Monday, 13 July 2015 17:30
LONDON: Sterling strengthened against the euro on Monday, as the single currency weakened across the board after Greece and its European creditors reached agreement on a new debt deal for Athens.
There are no major UK economic data releases, events or policymaker speeches scheduled for Monday, leaving the pound largely at the mercy of the euro’s fluctuations.
Euro zone leaders clinched the deal, which keeps Greece in the euro zone, after a whole night of haggling at an emergency summit in Brussels.
“The content of the deal may not be quite as positive as the headline,” said Neil Jones, head of hedge fund FX sales at Mizuho in London, on why the euro had reversed initial gains.
Traders also bet that the deal will mean monetary policy differentials will weigh on the euro again, with the European Central Bank continuing its 1 trillion euro quantitative easing bond-buying programme and the US Federal Reserve inching closer to raising interest rates.
This pushed the euro down 1 percent against sterling to 71.20 pence, a one-week low. The pound was unchanged against the dollar at $ 1.5525. On Wednesday last week, sterling hit a one-month low around $ 1.53.

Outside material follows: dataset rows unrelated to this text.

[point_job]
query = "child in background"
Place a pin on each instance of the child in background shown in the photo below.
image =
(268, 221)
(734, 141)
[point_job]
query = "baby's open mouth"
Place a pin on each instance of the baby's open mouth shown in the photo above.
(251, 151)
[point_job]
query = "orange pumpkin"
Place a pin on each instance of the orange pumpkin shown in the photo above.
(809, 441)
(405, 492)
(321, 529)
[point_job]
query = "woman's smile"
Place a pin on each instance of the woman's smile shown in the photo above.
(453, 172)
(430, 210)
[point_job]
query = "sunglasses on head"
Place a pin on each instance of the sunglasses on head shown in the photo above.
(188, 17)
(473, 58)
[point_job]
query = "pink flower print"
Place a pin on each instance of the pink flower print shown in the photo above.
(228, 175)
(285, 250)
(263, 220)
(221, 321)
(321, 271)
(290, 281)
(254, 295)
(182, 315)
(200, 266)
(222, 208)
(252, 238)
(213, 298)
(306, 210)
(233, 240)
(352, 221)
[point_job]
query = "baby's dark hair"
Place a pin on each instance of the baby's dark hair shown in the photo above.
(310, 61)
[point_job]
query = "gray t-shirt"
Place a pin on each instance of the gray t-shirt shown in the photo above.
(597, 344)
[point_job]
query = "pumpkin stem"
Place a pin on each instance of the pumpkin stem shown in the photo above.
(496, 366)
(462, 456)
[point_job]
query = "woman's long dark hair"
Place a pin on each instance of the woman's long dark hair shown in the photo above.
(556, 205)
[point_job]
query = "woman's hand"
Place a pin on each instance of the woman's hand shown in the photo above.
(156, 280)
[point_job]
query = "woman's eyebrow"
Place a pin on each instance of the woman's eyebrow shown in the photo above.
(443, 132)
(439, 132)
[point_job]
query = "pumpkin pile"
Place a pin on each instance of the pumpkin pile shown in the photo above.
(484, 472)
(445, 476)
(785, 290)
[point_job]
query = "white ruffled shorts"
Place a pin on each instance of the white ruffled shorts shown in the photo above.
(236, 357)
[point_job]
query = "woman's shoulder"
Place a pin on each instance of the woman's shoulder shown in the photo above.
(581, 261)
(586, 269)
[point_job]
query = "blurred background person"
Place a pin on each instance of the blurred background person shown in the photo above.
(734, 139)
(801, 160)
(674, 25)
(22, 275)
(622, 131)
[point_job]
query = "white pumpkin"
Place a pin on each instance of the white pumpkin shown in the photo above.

From a technical perspective, near-term support for euro/sterling lies at 71.00 pence, while cable might need to fall back to $ 1.54 before re-testing the highs at $ 1.59, according to CMC Markets. The pound may take a cue from UK inflation figures on Tuesday and earnings growth data on Wednesday.
The Bank of England kept its benchmark interest rate at the record low of 0.5 percent last week as policymakers grapple with how to balance Britain’s improving wage growth against more ominous signals from the global economy.
Strategists are split over when the central bank will begin increasing rates, although the consensus is for the middle of next year.